When the House last week passed the Republican version of a federal government budget, I emailed a friend at the United Way of Northern New Jersey that said, “ALICE got mugged.”
Who is ALICE?
It’s the acronym of a 2008 study sponsored by the United Way that examined the 25 percent of the Morris County, NJ population who earns between $20,000 to $60,000. It stands for “Asset Limited, Income Constrained, Employed.” The working poor.
The United Way brought together a team of really smart statisticians who took the spin off the issue and in hard numbers showed how hard it is to survive on such limited income.
And let’s set something straight: $60,000 is not a huge income unless you are a single 25-year-old.
This is not the 1950s. You can’t get a new car for $2,000, or a suburban house for $12,000, Gasoline is not 23 cents a gallon.
An annual income of $60,000 qualifies you in most New Jersey counties for an affordable home. In Morris County it is a less than one half of the median family income of $114,000, according to the 2009 Census update.
An income of $20,000 annually is $384 a week. In Morris County you have to work almost three full weeks at that rate to make the average rent of about $1,100.
But the GOP’s federal budget targets program that help these folks get by. It goes after Medicare and Medicaid which helps seniors and the disabled pay medical bills at the time, especially for seniors, when the most expensive medical costs are going to strike.
This is called balancing the budget on the backs of the poor.
And there aren’t enough of them. Even if they cut all the benefits for this group from the federal budget that would not trim the federal debt a whit.
In Morris County 2 percent of the population have earnings below the federal poverty level, about $21,000. That’s fewer than 10,000 people.
Let’s see them squeeze $14 trillion from that group.
Of course the group that has the money — the oil companies, utility companies, computer companies and the banks — won’t let their GOP buddies raise their taxes.
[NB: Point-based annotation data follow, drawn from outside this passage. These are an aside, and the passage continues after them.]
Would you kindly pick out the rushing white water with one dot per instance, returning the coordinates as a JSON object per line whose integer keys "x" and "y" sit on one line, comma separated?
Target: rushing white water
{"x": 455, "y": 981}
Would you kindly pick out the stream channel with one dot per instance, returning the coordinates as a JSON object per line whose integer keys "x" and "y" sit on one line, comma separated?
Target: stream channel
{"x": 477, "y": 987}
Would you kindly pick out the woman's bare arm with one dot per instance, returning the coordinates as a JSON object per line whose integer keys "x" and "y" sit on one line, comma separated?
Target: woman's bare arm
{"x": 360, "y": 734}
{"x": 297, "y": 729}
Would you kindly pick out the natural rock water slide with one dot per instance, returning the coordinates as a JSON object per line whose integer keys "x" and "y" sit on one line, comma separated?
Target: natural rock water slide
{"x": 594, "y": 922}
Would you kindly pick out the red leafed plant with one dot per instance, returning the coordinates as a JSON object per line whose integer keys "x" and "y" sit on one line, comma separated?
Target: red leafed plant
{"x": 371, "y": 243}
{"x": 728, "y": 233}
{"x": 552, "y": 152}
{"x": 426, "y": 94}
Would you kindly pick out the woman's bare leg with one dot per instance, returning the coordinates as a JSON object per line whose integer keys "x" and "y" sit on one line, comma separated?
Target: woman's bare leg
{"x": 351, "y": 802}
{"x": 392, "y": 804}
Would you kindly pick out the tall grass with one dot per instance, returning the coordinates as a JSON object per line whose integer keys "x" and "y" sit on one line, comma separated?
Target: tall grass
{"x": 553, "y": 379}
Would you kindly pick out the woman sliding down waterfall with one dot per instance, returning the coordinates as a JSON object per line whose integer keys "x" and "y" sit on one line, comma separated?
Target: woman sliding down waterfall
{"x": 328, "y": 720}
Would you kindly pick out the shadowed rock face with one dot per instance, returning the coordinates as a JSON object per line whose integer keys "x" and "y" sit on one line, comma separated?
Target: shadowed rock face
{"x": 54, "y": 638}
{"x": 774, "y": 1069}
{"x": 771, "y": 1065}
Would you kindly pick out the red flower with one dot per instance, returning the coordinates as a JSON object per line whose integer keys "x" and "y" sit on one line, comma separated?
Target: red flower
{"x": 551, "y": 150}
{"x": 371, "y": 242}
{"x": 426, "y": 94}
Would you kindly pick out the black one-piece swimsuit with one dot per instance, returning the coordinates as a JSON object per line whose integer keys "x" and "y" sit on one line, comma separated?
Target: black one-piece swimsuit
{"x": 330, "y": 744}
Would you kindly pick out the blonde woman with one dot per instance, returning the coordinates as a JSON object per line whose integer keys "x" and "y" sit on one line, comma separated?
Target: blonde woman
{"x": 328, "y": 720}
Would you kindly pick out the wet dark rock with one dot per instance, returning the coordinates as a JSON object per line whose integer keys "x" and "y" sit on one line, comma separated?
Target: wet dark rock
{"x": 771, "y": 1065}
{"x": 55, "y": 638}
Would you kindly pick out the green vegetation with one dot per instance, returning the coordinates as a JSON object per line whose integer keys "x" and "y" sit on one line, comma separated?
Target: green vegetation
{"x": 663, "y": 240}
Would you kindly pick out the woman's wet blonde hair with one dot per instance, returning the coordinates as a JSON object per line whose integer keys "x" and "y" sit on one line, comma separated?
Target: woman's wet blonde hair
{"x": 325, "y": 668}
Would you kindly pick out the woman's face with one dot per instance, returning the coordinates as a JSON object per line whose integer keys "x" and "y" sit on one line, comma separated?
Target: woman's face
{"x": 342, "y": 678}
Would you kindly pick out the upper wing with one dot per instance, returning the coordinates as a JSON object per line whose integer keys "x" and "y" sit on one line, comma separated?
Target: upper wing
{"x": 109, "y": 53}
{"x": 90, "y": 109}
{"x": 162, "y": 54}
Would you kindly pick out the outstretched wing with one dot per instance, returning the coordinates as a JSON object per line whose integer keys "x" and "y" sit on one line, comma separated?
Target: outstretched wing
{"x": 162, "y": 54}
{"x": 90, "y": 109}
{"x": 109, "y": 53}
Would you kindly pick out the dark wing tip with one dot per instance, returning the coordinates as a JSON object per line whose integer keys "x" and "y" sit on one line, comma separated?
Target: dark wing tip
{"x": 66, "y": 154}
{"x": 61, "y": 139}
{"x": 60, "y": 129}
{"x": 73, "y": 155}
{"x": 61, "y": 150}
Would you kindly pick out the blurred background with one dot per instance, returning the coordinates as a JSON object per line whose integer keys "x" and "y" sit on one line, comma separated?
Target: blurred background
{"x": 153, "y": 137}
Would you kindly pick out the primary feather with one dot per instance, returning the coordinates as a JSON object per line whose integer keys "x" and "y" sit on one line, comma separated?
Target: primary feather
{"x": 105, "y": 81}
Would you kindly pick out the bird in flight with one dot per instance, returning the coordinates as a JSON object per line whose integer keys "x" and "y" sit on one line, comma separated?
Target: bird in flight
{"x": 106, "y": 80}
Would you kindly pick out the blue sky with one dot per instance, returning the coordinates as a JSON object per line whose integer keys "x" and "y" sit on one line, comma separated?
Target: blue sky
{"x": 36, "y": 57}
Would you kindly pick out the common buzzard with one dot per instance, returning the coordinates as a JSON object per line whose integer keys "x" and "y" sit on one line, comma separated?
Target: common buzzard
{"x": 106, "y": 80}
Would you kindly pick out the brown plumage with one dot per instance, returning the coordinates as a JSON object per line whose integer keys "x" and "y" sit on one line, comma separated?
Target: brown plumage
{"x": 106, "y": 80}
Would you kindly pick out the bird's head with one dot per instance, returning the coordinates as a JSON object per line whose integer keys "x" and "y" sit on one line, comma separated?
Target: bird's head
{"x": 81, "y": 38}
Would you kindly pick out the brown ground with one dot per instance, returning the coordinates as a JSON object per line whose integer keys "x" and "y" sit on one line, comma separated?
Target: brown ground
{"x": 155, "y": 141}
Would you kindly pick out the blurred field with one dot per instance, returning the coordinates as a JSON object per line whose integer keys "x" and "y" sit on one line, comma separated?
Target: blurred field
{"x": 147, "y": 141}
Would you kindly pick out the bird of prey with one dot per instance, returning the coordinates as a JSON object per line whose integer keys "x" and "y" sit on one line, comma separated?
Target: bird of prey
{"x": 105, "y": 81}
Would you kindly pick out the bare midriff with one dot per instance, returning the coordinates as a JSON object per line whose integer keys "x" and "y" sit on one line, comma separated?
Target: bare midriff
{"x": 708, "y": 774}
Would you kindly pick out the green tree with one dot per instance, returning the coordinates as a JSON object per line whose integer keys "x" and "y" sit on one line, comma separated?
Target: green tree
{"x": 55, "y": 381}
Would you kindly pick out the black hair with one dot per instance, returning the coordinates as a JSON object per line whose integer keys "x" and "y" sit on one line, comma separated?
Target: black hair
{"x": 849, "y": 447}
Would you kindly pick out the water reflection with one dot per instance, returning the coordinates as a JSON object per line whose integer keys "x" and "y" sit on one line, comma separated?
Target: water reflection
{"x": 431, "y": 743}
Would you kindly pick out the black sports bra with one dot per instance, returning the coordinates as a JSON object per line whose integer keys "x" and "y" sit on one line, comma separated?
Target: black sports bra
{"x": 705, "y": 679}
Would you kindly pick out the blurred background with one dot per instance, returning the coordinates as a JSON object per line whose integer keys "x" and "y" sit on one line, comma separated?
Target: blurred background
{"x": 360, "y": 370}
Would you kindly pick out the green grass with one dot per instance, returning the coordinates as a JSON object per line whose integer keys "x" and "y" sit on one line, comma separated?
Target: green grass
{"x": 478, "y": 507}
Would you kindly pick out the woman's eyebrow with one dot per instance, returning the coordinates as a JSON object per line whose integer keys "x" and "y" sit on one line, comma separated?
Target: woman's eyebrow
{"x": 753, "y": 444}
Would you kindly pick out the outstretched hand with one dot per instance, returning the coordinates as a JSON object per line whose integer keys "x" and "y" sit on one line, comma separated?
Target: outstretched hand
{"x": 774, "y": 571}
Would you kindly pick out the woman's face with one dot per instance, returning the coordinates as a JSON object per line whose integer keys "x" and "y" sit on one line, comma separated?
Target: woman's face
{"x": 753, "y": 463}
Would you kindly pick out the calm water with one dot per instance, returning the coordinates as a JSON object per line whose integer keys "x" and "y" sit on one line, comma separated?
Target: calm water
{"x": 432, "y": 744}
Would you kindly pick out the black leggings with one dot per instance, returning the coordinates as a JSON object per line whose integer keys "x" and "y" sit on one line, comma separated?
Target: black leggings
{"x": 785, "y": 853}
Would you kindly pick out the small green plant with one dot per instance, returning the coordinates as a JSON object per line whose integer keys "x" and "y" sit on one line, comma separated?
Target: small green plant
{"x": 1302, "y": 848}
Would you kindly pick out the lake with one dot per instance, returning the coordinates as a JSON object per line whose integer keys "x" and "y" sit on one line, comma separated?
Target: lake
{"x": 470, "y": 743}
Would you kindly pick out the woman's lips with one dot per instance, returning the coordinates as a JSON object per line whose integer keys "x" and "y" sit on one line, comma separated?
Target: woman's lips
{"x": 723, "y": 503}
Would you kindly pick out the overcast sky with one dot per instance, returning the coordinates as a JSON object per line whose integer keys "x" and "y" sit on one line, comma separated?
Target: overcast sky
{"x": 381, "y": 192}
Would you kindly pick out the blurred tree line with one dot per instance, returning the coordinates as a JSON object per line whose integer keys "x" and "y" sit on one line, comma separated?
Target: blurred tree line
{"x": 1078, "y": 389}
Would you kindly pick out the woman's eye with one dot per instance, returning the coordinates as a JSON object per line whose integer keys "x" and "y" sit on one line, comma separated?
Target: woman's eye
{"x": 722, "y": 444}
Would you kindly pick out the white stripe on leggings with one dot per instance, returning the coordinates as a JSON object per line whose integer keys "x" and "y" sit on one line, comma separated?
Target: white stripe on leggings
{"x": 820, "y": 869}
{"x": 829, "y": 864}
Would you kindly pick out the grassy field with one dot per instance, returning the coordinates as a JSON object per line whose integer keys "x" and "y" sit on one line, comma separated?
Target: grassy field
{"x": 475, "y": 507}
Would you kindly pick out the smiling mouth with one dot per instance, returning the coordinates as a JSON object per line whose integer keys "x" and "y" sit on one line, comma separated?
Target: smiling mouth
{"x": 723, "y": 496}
So they go after the poor.
And as an aside, if you haven’t read “The Big Short” by Michael Lewis, do it now. It’ll make you realize that our financial system is being run by the equivalent of 13-year-olds stoked on Doritos and Monster playing an endless game of Gears of War with your money.
The problem with the whole cut spending-raise taxes issue is that debate is really right next to the real issue.
Reform is the real issue, but reform is hard because it doesn’t generate airtime on CNN or FOX and it forces know-it-all-one-issue rookie Congressmen to consider compromise and long range planning.
And of course defense spending is off the table.
But our European forces are ready should an Austrian Arch Duke get assassinated by some Serbian nationalist and World War I breaks out again. And Kansas and Nebraska are so safe that no foreign powers have tried an attack there.
Along the East Coast over the last 20 years air bases have been shut down in Maine, New Hampshire, New York and they’re going to shut down Fort Monmouth.
We aren’t any less safe because of those cutbacks because new technologies have replaced the old ones.
But this, too, is an old argument.
Defense is a jobs program. No Congressman worth their franking privilege is ever going to tell the folks back home that they favor closing the local military base.
So how about this: Offer to trade the base for a long-term economic development plan that promoted local businesses, addresses environmental issues and finds new technologies?
Picatinny Arsenal has a public-private partnership that promotes such activities and has had some success. Are there no local business or environmental problems that need solving in Kansas?
We need new thinking before it’s too late.
We need new thinking before they pull the rug out from under ALICE and she ends up living on the street with her kids.